Garraud M, Margery J, Laborde F, Saint-Blancard P, David S, Bonardel G, Héno P
Service de cardiologie et de médecine aéronautique, hôpital d'instruction des armées Percy, Clamart, France.
Rev Pneumol Clin. 2010 Oct;66(5):321-5. doi: 10.1016/j.pneumo.2010.07.014. Epub 2010 Sep 6.
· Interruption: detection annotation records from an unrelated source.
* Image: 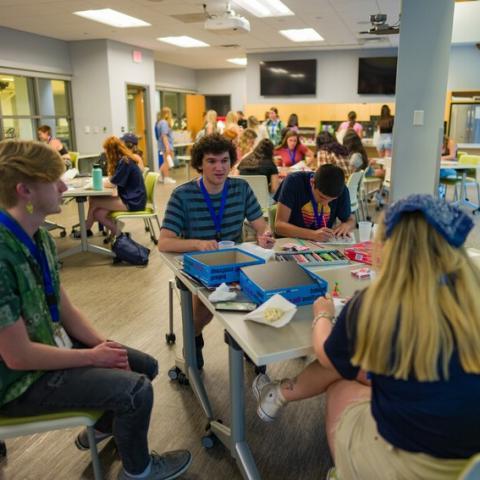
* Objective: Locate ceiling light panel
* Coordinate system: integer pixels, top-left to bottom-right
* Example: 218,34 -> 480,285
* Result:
279,28 -> 324,42
73,8 -> 151,28
227,58 -> 247,66
157,35 -> 210,48
234,0 -> 295,17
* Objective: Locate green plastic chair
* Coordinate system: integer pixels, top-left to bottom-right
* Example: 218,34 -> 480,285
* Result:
0,410 -> 103,480
109,172 -> 160,245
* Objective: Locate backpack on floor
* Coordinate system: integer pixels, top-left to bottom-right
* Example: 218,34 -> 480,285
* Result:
112,233 -> 150,265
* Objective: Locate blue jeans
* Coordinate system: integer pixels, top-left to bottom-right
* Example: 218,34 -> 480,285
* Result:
0,344 -> 158,474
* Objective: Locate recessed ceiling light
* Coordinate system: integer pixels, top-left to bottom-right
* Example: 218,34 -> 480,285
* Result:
234,0 -> 295,17
279,28 -> 324,42
227,57 -> 247,66
157,35 -> 210,48
73,8 -> 151,28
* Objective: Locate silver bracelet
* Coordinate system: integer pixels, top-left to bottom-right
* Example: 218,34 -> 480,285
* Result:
312,312 -> 335,328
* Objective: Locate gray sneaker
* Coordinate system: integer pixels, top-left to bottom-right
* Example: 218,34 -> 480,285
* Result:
118,450 -> 192,480
252,374 -> 287,422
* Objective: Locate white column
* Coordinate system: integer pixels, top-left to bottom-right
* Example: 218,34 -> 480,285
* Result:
391,0 -> 454,200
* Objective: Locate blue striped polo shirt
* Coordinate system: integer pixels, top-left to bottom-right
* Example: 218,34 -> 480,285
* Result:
162,178 -> 262,242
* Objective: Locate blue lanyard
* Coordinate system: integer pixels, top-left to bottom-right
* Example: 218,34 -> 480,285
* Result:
200,178 -> 228,242
270,122 -> 278,137
0,212 -> 60,322
310,183 -> 327,228
287,147 -> 297,165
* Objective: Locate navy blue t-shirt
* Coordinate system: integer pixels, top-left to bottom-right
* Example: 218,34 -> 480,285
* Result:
273,172 -> 351,230
324,295 -> 480,459
110,158 -> 147,212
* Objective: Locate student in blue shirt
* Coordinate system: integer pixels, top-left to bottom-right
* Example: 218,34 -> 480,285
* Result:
273,164 -> 356,242
158,133 -> 273,368
253,195 -> 480,480
73,136 -> 147,238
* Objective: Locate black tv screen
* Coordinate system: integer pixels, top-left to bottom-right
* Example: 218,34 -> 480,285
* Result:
260,60 -> 317,96
358,57 -> 397,95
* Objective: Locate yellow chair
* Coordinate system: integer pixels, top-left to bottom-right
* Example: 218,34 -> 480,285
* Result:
0,410 -> 103,480
109,172 -> 160,245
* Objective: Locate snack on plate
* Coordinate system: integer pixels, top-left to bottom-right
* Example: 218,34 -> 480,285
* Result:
263,307 -> 285,323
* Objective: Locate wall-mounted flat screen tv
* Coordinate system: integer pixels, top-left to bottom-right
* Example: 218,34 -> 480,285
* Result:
260,60 -> 317,96
358,57 -> 397,95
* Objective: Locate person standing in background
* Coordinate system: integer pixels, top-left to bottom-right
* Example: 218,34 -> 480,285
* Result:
37,125 -> 73,168
377,105 -> 393,157
265,107 -> 284,146
337,110 -> 363,143
155,107 -> 177,184
247,115 -> 270,148
237,110 -> 247,129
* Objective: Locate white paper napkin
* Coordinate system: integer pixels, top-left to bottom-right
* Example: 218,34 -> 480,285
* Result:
208,283 -> 237,303
245,293 -> 297,328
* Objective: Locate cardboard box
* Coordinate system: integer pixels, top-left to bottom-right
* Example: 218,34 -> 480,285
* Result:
344,242 -> 373,265
240,262 -> 328,305
183,248 -> 265,287
275,249 -> 350,267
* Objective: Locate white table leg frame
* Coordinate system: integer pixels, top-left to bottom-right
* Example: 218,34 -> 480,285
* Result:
175,279 -> 213,421
205,331 -> 261,480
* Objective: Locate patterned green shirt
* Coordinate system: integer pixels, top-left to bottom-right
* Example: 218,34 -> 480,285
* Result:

In this paper, the authors report the case of a 28-year-old man with pulmonary vein leiomyosarcoma presenting subacute respiratory distress. Thoracic computed tomography and transoesophagal ultrasonographic examination of the heart suggested the diagnosis of a heart tumour revealed by the obstruction of the mitral valve and pulmonary oedema. Emergency cardiac surgery revealed the mass to be a leiomyosarcoma, probably extending from the right inferior pulmonary vein and extending into the left atrium. The clinical evolution was complicated because of a sudden local relapse. The patient underwent a second cardiac intervention involving lower right lobectomy followed by adjuvant chemotherapy with an ifosfamide-adriamycin combination. This treatment failed to control the disease and a third cardiac intervention was necessary with second-line gemcitabine-paclitaxel adjuvant chemotherapy. Further recurrences were observed with metastases first in the scalp and then in the spine and adrenal glands leading to the death of the patient 2 years after the diagnosis.
在本文中,作者报告了一例28岁男性肺静脉平滑肌肉瘤患者,该患者出现亚急性呼吸窘迫。胸部计算机断层扫描和经食管心脏超声检查提示诊断为心脏肿瘤,表现为二尖瓣梗阻和肺水肿。急诊心脏手术显示肿块为平滑肌肉瘤,可能起源于右下肺静脉并延伸至左心房。由于突然局部复发,临床病程变得复杂。患者接受了第二次心脏干预,包括右下肺叶切除术,随后采用异环磷酰胺-阿霉素联合辅助化疗。该治疗未能控制疾病,因此需要进行第三次心脏干预,并采用二线吉西他滨-紫杉醇辅助化疗。进一步观察到复发,首先转移至头皮,然后转移至脊柱和肾上腺,导致患者在诊断后2年死亡。